Some of my favorites are

“Spray paint them a lovely gold and arrange them into a festive wreath a-la-Martha Stewart. Top with a wonderful red velvety bow. (I just know she's going to steal this idea). ~ Brenda “

“Give the really big ones to my mechanic husband to put behind the wheels of the car, on a hill. ~ Eileen “

“Invent a zucchini gun (like the spud gun, only longer calibre & longer range). ~ Mrs. Corvette “
And for the college-aged children living in your basement, they may find that in a pinch, a large zucchini and a few carrots can be fashioned into a refreshing summertime bong, like so (except of course with a zucchini, not a pineapple):



Kids! Who Knew!

Babies are wonderful. So soft and innocent and a joy to behold.

And toddlers! Oh the joy of toddlers and their endless creativity and open-armed, chubby-fingered hugs.

Sigh.

Little kids. There just ain’t nothing like ‘em.

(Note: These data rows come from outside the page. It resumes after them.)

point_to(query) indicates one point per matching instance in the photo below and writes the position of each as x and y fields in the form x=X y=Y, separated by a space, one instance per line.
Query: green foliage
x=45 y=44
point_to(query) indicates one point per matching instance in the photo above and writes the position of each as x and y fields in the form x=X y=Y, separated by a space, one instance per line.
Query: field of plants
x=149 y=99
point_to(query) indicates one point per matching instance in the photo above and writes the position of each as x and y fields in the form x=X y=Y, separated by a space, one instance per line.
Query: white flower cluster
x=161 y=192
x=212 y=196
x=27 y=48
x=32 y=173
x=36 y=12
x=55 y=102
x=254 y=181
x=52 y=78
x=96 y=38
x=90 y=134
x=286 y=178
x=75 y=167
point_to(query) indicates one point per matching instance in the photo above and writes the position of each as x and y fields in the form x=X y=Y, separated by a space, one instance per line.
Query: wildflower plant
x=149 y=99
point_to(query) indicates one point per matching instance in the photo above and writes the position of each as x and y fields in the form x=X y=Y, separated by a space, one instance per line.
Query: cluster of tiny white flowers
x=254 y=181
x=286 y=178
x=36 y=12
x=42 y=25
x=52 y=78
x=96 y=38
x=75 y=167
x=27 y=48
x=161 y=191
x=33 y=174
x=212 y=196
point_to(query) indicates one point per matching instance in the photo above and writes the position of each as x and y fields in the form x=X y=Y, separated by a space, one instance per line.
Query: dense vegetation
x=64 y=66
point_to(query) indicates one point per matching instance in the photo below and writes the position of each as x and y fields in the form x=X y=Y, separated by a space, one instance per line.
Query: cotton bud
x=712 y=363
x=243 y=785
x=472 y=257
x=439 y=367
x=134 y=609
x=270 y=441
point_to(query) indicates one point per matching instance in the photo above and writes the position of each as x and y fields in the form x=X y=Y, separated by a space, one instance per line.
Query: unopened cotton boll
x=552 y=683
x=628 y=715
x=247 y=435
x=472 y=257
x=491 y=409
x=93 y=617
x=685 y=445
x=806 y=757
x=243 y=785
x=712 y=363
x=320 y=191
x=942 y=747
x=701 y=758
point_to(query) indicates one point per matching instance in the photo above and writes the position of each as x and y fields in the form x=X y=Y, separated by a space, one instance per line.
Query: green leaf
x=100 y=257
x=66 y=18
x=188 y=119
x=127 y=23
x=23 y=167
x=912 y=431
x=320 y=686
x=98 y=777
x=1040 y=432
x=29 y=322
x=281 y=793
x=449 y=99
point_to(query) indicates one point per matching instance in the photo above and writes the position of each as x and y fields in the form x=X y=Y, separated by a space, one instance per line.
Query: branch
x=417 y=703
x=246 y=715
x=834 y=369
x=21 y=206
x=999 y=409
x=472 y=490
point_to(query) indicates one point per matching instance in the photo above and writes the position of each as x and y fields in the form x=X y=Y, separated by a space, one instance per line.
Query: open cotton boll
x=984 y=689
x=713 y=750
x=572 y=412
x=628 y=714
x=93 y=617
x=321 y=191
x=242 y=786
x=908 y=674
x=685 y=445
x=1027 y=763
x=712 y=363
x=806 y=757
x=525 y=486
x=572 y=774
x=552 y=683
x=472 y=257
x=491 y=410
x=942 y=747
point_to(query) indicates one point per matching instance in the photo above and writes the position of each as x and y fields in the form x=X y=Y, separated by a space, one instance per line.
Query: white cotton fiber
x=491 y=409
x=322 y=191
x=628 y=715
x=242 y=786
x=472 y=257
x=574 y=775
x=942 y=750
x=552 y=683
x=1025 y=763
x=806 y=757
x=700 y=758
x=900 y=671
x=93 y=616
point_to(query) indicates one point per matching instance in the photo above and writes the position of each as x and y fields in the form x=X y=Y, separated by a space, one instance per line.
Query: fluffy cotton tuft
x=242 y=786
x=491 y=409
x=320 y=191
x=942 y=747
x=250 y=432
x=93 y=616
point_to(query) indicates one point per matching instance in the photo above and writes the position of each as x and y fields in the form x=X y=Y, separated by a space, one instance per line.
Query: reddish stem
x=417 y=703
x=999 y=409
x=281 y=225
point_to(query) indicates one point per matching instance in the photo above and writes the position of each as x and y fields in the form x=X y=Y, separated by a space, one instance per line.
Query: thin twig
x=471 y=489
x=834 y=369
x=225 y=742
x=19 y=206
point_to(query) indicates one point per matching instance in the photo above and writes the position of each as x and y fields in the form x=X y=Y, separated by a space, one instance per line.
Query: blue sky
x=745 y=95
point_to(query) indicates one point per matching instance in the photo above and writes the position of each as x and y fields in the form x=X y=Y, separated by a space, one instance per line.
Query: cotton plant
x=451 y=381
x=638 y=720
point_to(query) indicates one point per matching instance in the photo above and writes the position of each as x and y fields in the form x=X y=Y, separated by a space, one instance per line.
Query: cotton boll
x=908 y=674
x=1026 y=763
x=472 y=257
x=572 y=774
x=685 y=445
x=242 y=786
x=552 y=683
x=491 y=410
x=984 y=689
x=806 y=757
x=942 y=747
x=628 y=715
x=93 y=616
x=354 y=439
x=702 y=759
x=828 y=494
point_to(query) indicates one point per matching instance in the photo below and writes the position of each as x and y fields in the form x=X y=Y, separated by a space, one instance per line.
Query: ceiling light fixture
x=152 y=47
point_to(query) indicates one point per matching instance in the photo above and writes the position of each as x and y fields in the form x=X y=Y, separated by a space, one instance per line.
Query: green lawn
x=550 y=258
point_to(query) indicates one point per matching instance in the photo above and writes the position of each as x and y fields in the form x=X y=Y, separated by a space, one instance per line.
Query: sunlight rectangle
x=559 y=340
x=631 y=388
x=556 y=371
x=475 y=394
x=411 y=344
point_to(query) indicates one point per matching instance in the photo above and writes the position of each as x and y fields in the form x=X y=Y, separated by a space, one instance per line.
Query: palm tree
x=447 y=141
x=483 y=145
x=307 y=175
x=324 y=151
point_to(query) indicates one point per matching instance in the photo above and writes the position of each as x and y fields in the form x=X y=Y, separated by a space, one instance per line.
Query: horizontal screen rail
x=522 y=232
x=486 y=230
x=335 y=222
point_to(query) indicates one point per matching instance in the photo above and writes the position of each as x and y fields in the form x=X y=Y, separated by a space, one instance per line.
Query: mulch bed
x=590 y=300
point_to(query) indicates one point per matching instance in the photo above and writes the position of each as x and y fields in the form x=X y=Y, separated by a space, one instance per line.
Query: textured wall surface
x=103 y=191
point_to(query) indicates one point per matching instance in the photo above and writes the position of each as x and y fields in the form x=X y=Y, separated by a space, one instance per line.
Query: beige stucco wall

But lets get real for a second.

At some point - after all the diaper changes and scrubbing crayon off the walls and slathering peanut butter on bread for the 135, 006th time - you begin to wonder

“Sure, these kids are great and all. But what’s in it for me? When is the big payoff?”

Well, friends, for me it happened a few days ago.

Now, my kids are 5 and 7-years-old, so granted, I’ve put in a lot of years in the doesn’t -do-much-more-than-a-loaf-of-bread stage and then the “NO! DON’T LICK THE OUTLET” stage and then the holy-tantrums-when-is-Kid Jekyll-going-to-turn-human stage. Even up until a few weeks ago, I was walking around the house ranting that some children were treating mommy like Cinderella, and Prince Charming wasn’t off work to save her until another five hours, and if they wanted a second snack they could darn well fix it themselves or wait until the talking mice appeared to fix it for them.

But that's all changed.

One rainy day, while liberating yet another wall from its evil wallpaper, I was interrupted by my darling darlings and their plaintive plea of

“Weeeee’rrrreeeeeee boooorrrreeeeeeedddddd. Whhhhhhaaaatttttt ccccaaaaannnnn wwweeeee ddooooooooo?”

Music to a mother’s ears. Really. Like tiny crystal bells…scraping across a blackboard.

I turned back to my DIF and my scraper and huffed, “I’m working. It’s Saturday. Go find the other parent.”

“Buuuuuttttt weeeeeeeeeee wwwwwaaaaaaaannnnnntttt tttooooooo heeeeeellllllllpppppp!”

Now, normally, I’m not fooled by this. Normally, “we want to help” means either “we’ll help for two minutes and then go chase the cat” or it means "we’ll help until the 'help' becomes chaos' " and now a ten minute job has become two hours of damage control as Mommy scrapes pancake batter from the ceiling.

But for some reason - some moment of weakness or inspiration or delirium - I said

“Okay. You can help.”

And after stripping them down to their skivvies and handing them spray bottles of hot water and plastic scrapers, they got down to the job of soaking the walls, soaking each other, and peeling off the paper and throwing it on the floor.

EUREKA!

Water and destruction!

The perfect kid job!

And the toilet in the room provided hours of good-natured ribbing in the form of “You’re next to the potty! You’re next to the potty! Potty girl! Potty girl!” and nostalgic stories about the time that so-and-so threw up macaroni and cheese in the potty and the other time that whosit didn’t put the seat down and fell into the potty butt first…

And during that time, they stripped the paper from two entire walls.


I love my children.

I can’t wait until this next one is old enough to grade the backyard.



So, that’s some of what I’ve been up to while sans Internet.

For now, the baby is still staying put which is good. He’s only 35 weeks along and we still need to spackle and paint, put together a crib, bust out tile, wash baby clothes, clean the gutters, buy more diapers, and replace the subfloor of the bathroom.

(I wonder if we can use zucchini to do that?)

Ah, nesting!

In the meantime, if anyone wants to watch my kids for me while I’m tackling my nest, they come with their own spray bottles and scrapers. Take advantage of the offer while they still think that wallpaper removal is fun.



(In her comments to this post, Her Bad Mother mentions a, uhm, genital-sized vegetable. It would be this one. I have no idea whether it's organic or not.)